Não dá entrevista. Mas sua alma-chope preto está nas entre/vistas de suas cantárias em prosa ligeirinha. Dalton pega pesado em rápidas pinceladas. Arisco. Há riscos. Entulhos soçobram, e ele escreve e se esconde no não-lugar do não-ser: não está nem aí, nem aqui, talvez nem nunca ali mesmo nos livros pockets como porta-lapsos.

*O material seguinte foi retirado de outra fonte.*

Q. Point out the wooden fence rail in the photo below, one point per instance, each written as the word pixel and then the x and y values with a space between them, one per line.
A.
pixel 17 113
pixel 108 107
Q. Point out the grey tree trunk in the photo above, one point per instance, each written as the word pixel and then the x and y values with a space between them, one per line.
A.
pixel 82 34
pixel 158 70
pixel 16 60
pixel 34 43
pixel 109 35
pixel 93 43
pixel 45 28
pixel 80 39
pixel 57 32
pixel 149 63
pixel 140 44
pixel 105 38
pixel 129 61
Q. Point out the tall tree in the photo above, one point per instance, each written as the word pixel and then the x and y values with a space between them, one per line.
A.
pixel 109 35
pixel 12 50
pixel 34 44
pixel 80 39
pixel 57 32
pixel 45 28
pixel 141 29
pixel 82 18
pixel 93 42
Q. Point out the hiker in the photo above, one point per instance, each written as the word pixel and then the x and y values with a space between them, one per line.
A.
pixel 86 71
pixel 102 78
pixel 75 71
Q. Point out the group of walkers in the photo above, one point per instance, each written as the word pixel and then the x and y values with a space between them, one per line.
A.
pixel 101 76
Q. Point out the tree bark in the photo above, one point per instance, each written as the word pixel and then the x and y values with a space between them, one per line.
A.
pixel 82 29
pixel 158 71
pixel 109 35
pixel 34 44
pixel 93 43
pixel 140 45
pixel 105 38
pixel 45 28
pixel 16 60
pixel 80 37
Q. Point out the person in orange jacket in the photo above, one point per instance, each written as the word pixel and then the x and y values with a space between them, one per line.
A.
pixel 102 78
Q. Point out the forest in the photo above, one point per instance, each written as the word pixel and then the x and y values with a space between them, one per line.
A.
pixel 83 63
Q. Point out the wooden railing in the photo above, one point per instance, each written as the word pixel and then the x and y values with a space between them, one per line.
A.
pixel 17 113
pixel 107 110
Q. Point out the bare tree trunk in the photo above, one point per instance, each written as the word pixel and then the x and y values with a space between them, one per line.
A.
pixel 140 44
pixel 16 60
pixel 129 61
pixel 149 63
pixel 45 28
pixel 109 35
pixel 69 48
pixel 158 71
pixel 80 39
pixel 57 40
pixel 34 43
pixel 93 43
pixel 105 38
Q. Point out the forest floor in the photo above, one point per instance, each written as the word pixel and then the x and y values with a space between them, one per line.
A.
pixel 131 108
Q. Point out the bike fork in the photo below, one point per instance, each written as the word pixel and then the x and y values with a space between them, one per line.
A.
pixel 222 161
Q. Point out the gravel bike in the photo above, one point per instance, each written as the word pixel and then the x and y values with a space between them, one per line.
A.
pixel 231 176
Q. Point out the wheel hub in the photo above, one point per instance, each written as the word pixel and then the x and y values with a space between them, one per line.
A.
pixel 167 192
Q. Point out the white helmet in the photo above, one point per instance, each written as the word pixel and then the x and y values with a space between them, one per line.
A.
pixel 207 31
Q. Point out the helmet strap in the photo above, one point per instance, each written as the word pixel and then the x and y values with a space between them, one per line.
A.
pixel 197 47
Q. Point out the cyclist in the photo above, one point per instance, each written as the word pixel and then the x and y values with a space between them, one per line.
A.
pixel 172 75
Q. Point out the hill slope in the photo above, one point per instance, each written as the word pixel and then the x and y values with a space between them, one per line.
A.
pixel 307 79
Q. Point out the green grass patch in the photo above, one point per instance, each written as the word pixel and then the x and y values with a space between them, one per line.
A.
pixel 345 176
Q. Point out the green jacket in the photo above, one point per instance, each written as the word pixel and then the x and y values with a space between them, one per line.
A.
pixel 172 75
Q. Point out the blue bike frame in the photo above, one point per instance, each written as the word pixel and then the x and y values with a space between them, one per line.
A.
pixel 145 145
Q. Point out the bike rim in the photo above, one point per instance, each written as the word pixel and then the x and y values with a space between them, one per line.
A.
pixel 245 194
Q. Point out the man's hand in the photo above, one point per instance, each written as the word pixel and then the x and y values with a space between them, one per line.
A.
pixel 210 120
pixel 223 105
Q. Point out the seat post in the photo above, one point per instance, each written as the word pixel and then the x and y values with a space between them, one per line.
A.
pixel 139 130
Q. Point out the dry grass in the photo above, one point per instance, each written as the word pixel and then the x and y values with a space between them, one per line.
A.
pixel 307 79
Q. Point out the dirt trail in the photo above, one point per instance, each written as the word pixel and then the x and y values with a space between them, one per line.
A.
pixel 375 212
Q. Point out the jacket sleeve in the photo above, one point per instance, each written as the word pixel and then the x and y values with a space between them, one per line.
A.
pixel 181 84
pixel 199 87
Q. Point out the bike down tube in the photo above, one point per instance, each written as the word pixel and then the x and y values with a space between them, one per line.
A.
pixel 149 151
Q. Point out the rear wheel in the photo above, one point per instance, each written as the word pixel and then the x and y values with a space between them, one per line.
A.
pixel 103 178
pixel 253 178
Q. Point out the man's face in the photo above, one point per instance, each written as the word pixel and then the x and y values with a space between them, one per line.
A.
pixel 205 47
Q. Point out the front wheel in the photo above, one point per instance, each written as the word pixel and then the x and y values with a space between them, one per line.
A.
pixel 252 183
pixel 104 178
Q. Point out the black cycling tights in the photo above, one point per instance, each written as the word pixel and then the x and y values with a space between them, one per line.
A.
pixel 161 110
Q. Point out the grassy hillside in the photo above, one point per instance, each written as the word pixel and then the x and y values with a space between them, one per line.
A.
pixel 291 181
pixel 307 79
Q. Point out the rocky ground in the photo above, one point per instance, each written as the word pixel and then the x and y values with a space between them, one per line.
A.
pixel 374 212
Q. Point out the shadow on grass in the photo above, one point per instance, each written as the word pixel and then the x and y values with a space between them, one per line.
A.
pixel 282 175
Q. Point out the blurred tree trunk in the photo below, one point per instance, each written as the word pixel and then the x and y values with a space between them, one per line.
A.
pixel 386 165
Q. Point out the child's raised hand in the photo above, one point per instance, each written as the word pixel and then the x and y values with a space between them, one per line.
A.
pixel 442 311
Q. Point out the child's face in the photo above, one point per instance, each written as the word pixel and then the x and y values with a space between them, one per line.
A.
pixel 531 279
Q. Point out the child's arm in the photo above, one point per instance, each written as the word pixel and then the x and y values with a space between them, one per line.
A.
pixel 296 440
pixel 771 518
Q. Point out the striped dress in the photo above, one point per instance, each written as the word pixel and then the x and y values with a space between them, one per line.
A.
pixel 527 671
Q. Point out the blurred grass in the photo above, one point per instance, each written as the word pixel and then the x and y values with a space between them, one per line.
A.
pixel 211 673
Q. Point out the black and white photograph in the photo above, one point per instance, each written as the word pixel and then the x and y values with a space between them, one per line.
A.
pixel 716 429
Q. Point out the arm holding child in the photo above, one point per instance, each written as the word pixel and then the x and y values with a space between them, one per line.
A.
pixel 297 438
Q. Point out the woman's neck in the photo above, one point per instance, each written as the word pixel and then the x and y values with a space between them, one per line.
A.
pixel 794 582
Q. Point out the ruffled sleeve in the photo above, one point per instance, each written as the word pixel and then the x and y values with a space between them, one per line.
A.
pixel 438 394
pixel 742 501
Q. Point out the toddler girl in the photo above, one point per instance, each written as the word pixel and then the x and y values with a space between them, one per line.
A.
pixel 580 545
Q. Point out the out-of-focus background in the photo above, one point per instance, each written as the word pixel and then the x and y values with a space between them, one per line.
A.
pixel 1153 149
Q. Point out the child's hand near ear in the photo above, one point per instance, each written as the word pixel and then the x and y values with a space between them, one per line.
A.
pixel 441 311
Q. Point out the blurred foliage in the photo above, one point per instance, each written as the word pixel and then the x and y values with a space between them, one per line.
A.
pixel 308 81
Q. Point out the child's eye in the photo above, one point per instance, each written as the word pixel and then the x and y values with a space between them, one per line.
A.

Escuta as falas alhures dos outros, bêbados ou dopados de alguma forma (cafeína, rabo-de-galo, comital, crack, álcool, cocaína, chá de losna, ego, crendice, fé, traição, impotência, efeitos colaterais do viagra),e depois bota no papel os entulhos dos subcretinos, seres/reses, como feridas vencidas. O vampiro de Curitiba corta o próprio pulso com estiletes de prosa. Não fala, mas escrevendo e se escondendo, terrifica a rotina cotidiana da masturbação do ódio customizado da elite pangaré… Curitiba, sai de baixo! Tira véus, acende a lanterna dos afogados, polaquinhas, morenas, pés vermelhos, sandices e desvairados inutensílios. Dalton dá o tom. Passa o rodo no rímel, no laquê, no batom das etiquetas. Assedia as pá-lavras. Bota micos no incêndio. Purga. Fermenta. Mora sozinho com seus fantasmas, seu estado de ausência no crível, no bizarro, no bisonho. Cata entulhos e palavreia a gosto de nanonarrativas que sacolejam, expõem as vísceras de meios, famílias, sociedade, lumes neutros, larvas turvas, terra pústula.

Dialoga com Helena Kolody, Nelson Rodrigues, Leon Eliachar, Oswaldo França Junior, Plinio Marcos, Bukovski, Rubem Fonseca, Antonio Abujamra, Millôr Fernandes, Sade. Revisita Leminski e repagina-o aqui e ali no que destila, tanto o desafeto, o desaforo, o devaneio de escariote arrependido, o sexismo de águas furtadas, mixórdias e marotices no fluxo narrativo. Vai picoteando imagens, palavras, parágrafos, orações, feito uma Salomé tupiniquim servindo a cabeça de incautos, cenas rápidas, panos rápidos, sempre o fuzilo de um vapt-vupt tresloucado em linhas próprias, sintaxe pessoal pareada.

Contos cartuns. Privadas púbicas, restos, réstias. Restos canalhas de nós mesmos. Moral da pequena burguesia fede a Freud e a pau de sebo.

E Dalton existe, resiste, e escreve o curtume.

Andei, muito tempo atrás, recebendo por via indiretas de amigos de Curitiba (como o saudoso Jamil Snege), alguns livretos dele. Depois perdi o fio da meada.

Feliz aniversário, Vampiro. Noventa e não chove. Noventa mas não inventa… Dá o tom.